Let $a$ be a constant, X is a standard normal and $\Phi$ is the c.d.f. of standard normal.
- what is the $$E[\Phi(aX)]$$
- what is the $$E[\Phi(X + a])]$$
my approach would be to derive the density of $g(X) = Y = aX$ and of $g(X)=Y=X+a$ (which should result in $1/a$ and $1$, respectively. Please let me know if this sounds correct.)
Is there a faster way? I found the below answer but do not take into account the role of the constant. Once we have a constant we can't cancel out the two c.d.f.

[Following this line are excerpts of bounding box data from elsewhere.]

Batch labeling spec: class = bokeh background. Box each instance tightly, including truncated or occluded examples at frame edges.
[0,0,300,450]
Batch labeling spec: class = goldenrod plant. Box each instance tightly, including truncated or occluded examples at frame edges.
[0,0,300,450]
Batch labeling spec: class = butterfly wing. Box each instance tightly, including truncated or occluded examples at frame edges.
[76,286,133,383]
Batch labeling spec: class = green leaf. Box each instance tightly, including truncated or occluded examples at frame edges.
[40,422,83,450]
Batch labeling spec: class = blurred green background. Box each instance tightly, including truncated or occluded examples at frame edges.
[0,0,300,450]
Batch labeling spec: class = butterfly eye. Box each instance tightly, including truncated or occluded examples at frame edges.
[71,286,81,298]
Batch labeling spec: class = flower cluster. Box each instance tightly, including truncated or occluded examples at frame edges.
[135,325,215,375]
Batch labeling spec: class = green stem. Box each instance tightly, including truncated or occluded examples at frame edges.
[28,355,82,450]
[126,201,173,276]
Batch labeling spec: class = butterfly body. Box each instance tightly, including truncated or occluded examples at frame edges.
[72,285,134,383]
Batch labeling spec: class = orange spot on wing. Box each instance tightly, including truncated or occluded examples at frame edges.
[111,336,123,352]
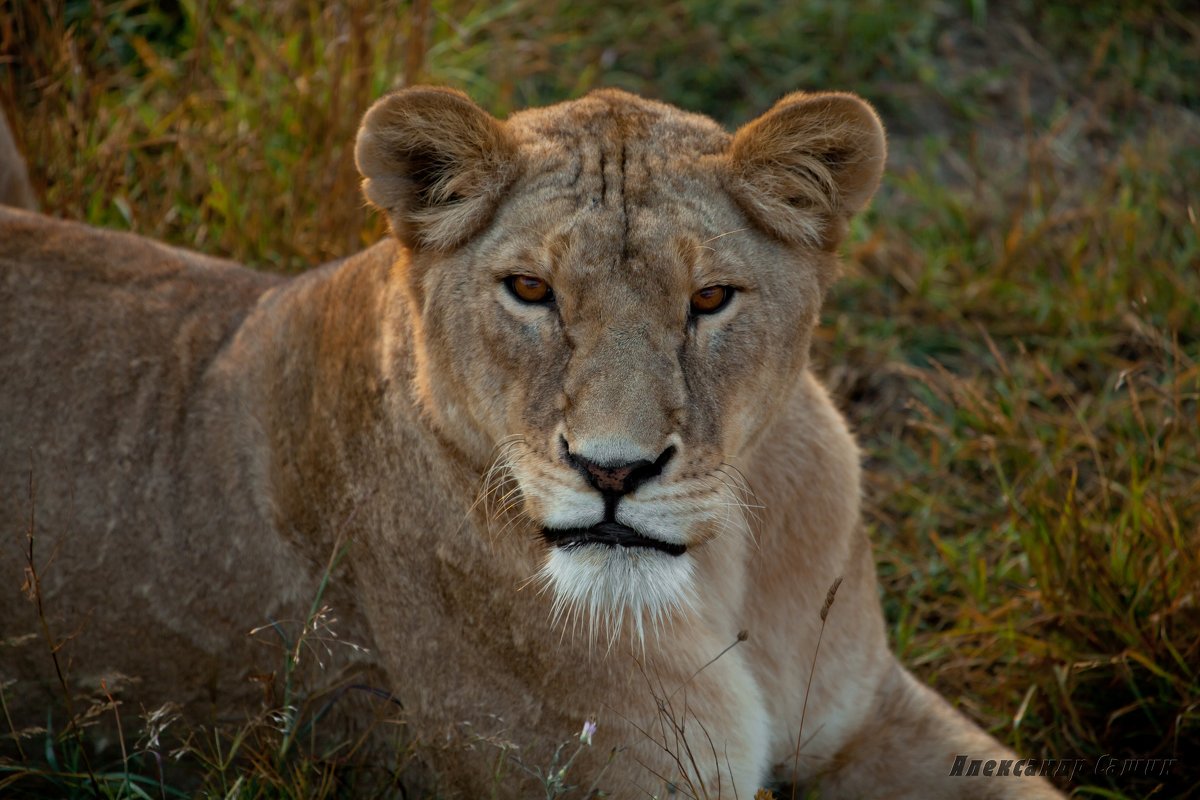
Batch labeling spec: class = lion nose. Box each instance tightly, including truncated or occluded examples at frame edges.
[563,440,676,497]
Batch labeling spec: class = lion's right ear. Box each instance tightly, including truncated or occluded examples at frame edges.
[354,86,517,251]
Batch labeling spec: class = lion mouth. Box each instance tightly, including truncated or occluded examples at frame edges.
[541,522,688,555]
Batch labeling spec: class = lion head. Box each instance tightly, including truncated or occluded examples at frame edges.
[355,89,884,638]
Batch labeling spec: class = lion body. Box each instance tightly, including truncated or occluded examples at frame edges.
[0,90,1056,798]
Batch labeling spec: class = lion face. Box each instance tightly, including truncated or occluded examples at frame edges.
[356,82,883,630]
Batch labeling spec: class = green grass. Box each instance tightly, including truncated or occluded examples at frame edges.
[0,0,1200,798]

In my approach i get to $$\Phi\large(g^{-1}(x)\large)$$ and then using chain rule to arrive to the density. Results that i get doing this are indeed $1/a$ and $1$.
Here is another way:
By writing down the integral you can notice that $$\mathbb{E}[\Phi(X+a)] = P(Y \leq Z + a)$$ where $Y, Z \sim \mathcal{N}(0,1)$ are independent. Then $Y-Z\sim \mathcal{N}(0, 2)$ so $$\mathbb{E}[\Phi(X+a)] = P(Y - Z \leq a) = \Phi\left(\frac{a}{\sqrt{2}}\right)$$
The case of $\mathbb{E}[aX]$ is even easier! As before, notice that $$\mathbb{E}[\Phi(aX)] = P\left(Y \leq aZ\right)$$ with $Y,Z \sim \mathcal{N}(0,1)$ independent. But $Y-aZ \sim \mathcal{N}(0,1+a^2)$ and from there you get $$\mathbb{E}[\Phi(aX)] = P(Y-aZ \leq 0) = \Phi(0) = \frac{1}{2}$$
EDIT: Here is a more detailed calculation:
Let $\phi(x)$ be the CDF of a standard normal RV. Then LOTUS tells us that $$\mathbb{E}[\Phi(X+a)]=\int_{-\infty}^\infty \Phi(x+a)\phi(x)dx$$ By definition, $$\Phi(x) = \int_{-\infty}^x \phi(t)dt$$ so $$\mathbb{E}[\Phi(X+a)]=\int_{-\infty}^\infty \int_{-\infty}^{x+a}\phi(t)\phi(x)\,dtdx$$ which is exactly what you would get if you were to calculate the probability $P(Y\leq Z+a)$ (up to renaming of the dummy integration variables).